Additional information:

  • At this time there is no charge for CDN access to your blobs while in CTP. Information on pricing for the Windows Azure CDN offering will be provided in the future.
  • For best performance, we recommend caching blobs less than 10 GB in size.
  • Windows Azure CDN access only works for anonymous access and for HTTP. HTTPS is not supported for CDN access.
  • A custom domain name can be registered for only one storage account endpoint at a time. For example, one could not register the domain name “merlot.cohowinery.com” for two different Windows Azure CDN endpoints at the same time.
  • You can register overlapping domain names for different endpoints. For example, the following domain names can be registered at the same time for different storage accounts or endpoints:
    • http://merlot.cohowinery.com/
    • http://vintage.merlot.cohowinery.com/

Stay tuned for more information about the Windows Azure CDN and additional new and exciting features at PDC 2009.

 

Brad Calder
Windows Azure Storage

Published Thursday, November 05, 2009 11:35 PM by WindowsAzure

Comments

# re: Introducing the Windows Azure Content Delivery Network

Simply awesome. This is where you can start showing the real power of Windows Azure. As an Australian with 250ms latency to the US I'm really looking forward to seeing how this performs.
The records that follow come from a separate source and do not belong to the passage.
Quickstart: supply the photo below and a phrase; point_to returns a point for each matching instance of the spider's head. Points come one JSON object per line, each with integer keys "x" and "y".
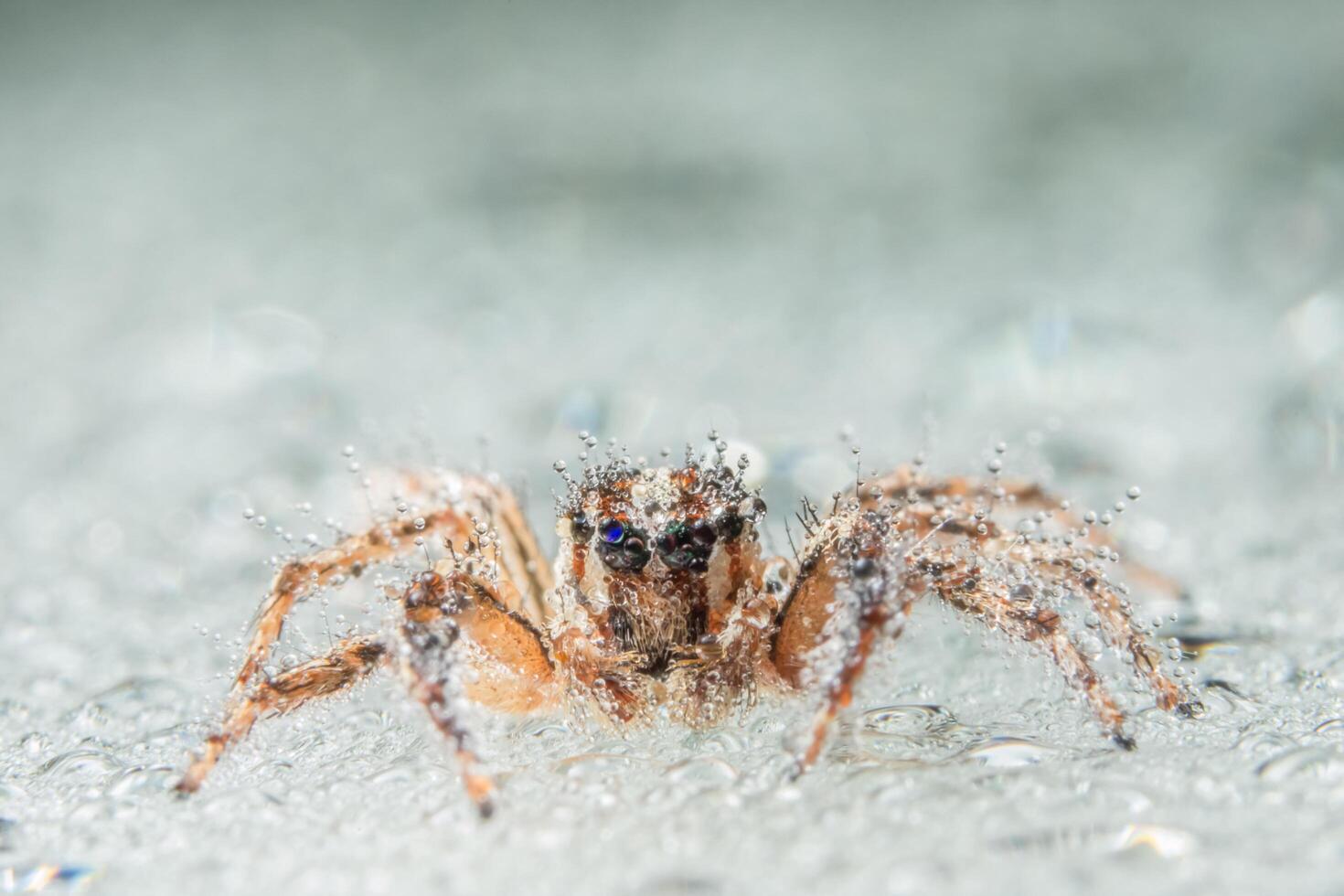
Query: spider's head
{"x": 655, "y": 523}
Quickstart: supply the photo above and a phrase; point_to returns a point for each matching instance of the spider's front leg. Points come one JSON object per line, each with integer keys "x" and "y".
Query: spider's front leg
{"x": 503, "y": 663}
{"x": 461, "y": 504}
{"x": 862, "y": 570}
{"x": 846, "y": 595}
{"x": 347, "y": 664}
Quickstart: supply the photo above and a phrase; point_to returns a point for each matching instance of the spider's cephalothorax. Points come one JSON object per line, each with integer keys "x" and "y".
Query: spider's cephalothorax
{"x": 661, "y": 600}
{"x": 657, "y": 558}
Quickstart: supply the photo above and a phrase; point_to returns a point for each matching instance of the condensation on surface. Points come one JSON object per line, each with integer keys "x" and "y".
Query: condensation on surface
{"x": 233, "y": 243}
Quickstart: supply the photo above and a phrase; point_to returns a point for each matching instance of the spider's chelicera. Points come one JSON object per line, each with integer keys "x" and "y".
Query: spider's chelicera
{"x": 660, "y": 600}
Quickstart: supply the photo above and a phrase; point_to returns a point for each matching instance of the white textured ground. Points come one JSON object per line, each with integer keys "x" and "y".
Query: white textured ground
{"x": 234, "y": 240}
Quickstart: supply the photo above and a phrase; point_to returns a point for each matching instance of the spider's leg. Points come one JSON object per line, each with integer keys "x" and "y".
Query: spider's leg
{"x": 1070, "y": 561}
{"x": 1057, "y": 563}
{"x": 977, "y": 592}
{"x": 461, "y": 500}
{"x": 926, "y": 503}
{"x": 847, "y": 592}
{"x": 456, "y": 623}
{"x": 349, "y": 661}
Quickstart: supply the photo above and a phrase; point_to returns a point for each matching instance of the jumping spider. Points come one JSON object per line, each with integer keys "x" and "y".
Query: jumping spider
{"x": 661, "y": 600}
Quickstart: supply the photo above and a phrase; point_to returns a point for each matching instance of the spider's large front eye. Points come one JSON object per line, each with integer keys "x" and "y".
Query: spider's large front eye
{"x": 623, "y": 547}
{"x": 612, "y": 531}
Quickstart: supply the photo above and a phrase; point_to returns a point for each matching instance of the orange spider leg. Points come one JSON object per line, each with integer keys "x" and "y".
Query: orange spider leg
{"x": 846, "y": 594}
{"x": 517, "y": 551}
{"x": 509, "y": 664}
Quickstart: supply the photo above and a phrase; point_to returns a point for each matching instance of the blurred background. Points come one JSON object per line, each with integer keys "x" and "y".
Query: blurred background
{"x": 238, "y": 237}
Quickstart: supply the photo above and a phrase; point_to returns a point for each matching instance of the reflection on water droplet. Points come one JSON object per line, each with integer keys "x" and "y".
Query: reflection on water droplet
{"x": 1301, "y": 761}
{"x": 34, "y": 879}
{"x": 907, "y": 719}
{"x": 1007, "y": 752}
{"x": 1168, "y": 842}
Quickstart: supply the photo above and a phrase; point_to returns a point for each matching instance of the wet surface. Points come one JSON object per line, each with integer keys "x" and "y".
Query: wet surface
{"x": 233, "y": 243}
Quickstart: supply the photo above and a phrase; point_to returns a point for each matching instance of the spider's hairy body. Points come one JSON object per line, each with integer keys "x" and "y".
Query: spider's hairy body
{"x": 661, "y": 601}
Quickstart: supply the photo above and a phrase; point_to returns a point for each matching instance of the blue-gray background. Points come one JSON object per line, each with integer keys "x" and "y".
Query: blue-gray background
{"x": 238, "y": 237}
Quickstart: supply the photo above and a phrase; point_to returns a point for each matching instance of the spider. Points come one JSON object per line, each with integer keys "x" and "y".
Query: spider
{"x": 661, "y": 600}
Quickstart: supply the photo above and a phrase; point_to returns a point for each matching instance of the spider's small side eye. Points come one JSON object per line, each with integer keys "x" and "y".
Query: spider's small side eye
{"x": 729, "y": 523}
{"x": 703, "y": 534}
{"x": 581, "y": 528}
{"x": 612, "y": 531}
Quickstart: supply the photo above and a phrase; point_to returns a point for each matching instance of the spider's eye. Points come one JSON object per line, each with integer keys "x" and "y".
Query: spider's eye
{"x": 729, "y": 524}
{"x": 703, "y": 534}
{"x": 581, "y": 529}
{"x": 621, "y": 547}
{"x": 612, "y": 531}
{"x": 687, "y": 546}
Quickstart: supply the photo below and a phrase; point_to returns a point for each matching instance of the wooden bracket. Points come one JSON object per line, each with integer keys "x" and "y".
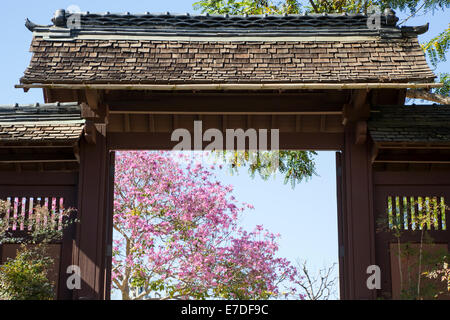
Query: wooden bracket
{"x": 90, "y": 132}
{"x": 93, "y": 115}
{"x": 374, "y": 153}
{"x": 357, "y": 109}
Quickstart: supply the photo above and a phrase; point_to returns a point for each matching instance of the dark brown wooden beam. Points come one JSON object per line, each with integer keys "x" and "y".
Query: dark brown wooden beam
{"x": 228, "y": 103}
{"x": 37, "y": 157}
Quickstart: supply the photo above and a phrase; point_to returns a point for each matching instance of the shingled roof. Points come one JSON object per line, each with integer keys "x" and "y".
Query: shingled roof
{"x": 172, "y": 49}
{"x": 416, "y": 123}
{"x": 56, "y": 122}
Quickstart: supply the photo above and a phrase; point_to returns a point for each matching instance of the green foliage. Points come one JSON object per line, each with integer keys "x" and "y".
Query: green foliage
{"x": 296, "y": 166}
{"x": 25, "y": 277}
{"x": 445, "y": 79}
{"x": 414, "y": 6}
{"x": 437, "y": 47}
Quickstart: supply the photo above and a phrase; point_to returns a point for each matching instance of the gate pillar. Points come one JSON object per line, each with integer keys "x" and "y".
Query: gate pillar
{"x": 91, "y": 245}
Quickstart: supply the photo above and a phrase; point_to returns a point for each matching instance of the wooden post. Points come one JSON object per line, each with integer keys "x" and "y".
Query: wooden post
{"x": 90, "y": 246}
{"x": 358, "y": 219}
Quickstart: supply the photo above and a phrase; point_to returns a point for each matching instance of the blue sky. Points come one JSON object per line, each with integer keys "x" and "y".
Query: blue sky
{"x": 305, "y": 217}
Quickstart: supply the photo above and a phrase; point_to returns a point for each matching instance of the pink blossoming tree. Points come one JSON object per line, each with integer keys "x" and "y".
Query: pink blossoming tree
{"x": 177, "y": 235}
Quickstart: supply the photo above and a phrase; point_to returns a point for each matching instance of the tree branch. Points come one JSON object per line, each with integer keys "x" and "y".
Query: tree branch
{"x": 424, "y": 95}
Allowing Cnames is great, I hope we can map multiple domains to the same store.

Thursday, November 05, 2009 6:09 PM by SoulSolutions

# re: Introducing the Windows Azure Content Delivery Network

Excellent!  I do, however, have a question as to authorization.  Will all the content be intrinsically public or will there be one or more mechanisms for securing end-user access?

As an example our current CDN requires that all "secured" requests (served up via http; not by https!) include a dynamically generated validation token on the query string.  Before the content gets delivered the CDN hits simple a web service on our servers to see if the request is authorized.  If not a 403 error is generated.
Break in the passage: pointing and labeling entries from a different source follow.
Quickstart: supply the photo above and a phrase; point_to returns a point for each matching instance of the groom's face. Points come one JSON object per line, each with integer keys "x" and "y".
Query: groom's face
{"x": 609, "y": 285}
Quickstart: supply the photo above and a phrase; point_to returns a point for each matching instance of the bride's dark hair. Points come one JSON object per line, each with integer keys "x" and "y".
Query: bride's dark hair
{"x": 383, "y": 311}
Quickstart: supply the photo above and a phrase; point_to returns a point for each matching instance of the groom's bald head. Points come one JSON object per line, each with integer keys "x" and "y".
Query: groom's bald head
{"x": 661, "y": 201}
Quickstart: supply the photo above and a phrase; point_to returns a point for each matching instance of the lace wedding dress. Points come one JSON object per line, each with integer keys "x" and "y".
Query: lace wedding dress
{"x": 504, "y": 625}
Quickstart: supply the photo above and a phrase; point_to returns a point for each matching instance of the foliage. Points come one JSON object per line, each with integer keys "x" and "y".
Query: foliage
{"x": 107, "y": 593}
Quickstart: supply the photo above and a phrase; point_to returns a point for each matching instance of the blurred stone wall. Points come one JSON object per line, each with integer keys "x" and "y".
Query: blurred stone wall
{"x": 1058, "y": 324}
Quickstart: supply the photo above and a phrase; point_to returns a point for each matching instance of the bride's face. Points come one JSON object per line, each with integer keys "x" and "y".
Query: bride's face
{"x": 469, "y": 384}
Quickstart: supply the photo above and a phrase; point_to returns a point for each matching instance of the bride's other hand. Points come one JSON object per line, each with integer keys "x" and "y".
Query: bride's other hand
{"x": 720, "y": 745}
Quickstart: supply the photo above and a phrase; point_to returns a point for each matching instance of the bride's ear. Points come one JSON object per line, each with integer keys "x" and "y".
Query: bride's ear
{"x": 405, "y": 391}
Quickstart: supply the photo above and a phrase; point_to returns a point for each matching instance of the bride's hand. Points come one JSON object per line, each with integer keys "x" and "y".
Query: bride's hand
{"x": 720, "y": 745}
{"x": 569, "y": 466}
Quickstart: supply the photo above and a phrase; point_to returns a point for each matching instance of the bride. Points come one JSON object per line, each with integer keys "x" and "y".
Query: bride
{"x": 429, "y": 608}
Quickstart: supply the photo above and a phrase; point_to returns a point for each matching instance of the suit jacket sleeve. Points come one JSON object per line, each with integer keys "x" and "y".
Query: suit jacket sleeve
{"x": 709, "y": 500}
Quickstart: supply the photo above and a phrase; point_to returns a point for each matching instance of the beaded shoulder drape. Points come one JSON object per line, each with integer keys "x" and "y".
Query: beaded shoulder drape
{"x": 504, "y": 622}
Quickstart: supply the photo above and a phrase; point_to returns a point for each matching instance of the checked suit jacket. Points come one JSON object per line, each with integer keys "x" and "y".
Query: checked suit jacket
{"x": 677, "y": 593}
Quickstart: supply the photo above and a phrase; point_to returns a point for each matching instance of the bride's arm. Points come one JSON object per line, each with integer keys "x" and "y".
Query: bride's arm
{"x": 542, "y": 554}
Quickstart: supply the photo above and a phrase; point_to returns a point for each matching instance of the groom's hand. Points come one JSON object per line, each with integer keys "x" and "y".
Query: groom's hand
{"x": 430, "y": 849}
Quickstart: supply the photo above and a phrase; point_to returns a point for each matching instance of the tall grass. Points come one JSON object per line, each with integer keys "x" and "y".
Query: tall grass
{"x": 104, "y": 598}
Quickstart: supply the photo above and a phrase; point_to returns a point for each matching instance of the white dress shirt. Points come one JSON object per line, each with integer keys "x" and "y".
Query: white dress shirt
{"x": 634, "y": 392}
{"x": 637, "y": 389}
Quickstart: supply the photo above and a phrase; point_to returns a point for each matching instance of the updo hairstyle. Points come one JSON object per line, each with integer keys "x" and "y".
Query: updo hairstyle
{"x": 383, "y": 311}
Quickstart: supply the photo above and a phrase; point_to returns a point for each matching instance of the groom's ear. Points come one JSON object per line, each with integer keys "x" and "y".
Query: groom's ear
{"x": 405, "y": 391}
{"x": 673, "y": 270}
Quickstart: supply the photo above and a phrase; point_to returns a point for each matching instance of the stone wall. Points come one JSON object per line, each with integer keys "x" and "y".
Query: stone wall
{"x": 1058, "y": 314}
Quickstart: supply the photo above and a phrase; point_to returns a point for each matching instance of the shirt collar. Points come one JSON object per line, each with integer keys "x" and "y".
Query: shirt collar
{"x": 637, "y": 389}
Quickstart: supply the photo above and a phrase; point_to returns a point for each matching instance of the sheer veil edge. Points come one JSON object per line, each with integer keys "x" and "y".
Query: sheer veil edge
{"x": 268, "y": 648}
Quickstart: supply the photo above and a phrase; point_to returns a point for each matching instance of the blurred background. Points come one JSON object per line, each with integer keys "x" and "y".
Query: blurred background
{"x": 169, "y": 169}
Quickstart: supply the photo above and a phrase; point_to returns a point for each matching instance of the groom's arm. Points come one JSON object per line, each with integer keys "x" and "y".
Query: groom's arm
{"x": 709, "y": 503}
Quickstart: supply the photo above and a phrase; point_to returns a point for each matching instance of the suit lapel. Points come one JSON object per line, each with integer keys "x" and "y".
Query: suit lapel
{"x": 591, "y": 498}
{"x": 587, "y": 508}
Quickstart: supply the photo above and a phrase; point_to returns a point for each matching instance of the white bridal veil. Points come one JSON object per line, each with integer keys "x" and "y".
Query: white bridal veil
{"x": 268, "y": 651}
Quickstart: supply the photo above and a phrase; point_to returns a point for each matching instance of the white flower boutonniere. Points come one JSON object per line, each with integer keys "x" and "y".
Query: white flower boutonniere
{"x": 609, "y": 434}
Friday, November 06, 2009 6:46 AM by lsberman

# re: Introducing the Windows Azure Content Delivery Network

Great news...this was much needed to scale the blob content...it's great to see Windows Azure thinking ahead and innovating in this space. THANK YOU!

Friday, November 06, 2009 1:45 PM by EdgeTech

# re: Introducing the Windows Azure Content Delivery Network

lsberman: currently, the Windows Azure CDN only caches and serves public (anonymously accessed) blobs, so our CDN may not be the best option if your content requires authentication.  Thank you for feedback!

Friday, November 06, 2009 10:21 PM by WindowsAzure

# re: Introducing the Windows Azure Content Delivery Network

Are you planning on opening the API for configuring Azure CDN in the same way you can configure Amazon CloudFront? we would like to support managing Azure CDN in our CloudBerry Explorer for Azure Blob Storage http://www.cloudberrylab.com/default.aspx?page=explorer-azure

Monday, November 09, 2009 1:23 PM by cloudberryman

# re: Introducing the Windows Azure Content Delivery Network

And what could be used to index the content? Only the URI? CDNs like Akamai, for example, allow us to use information in cookies to compose the index with the URI. Does it make sense to you?

And what about delivering my Web Applications Pages through the CDN? Is it in the roadmap?

Monday, November 16, 2009 3:22 PM by auchoa

# re: Introducing the Windows Azure Content Delivery Network

Is IIS Smooth Streaming available in the Azure CDN?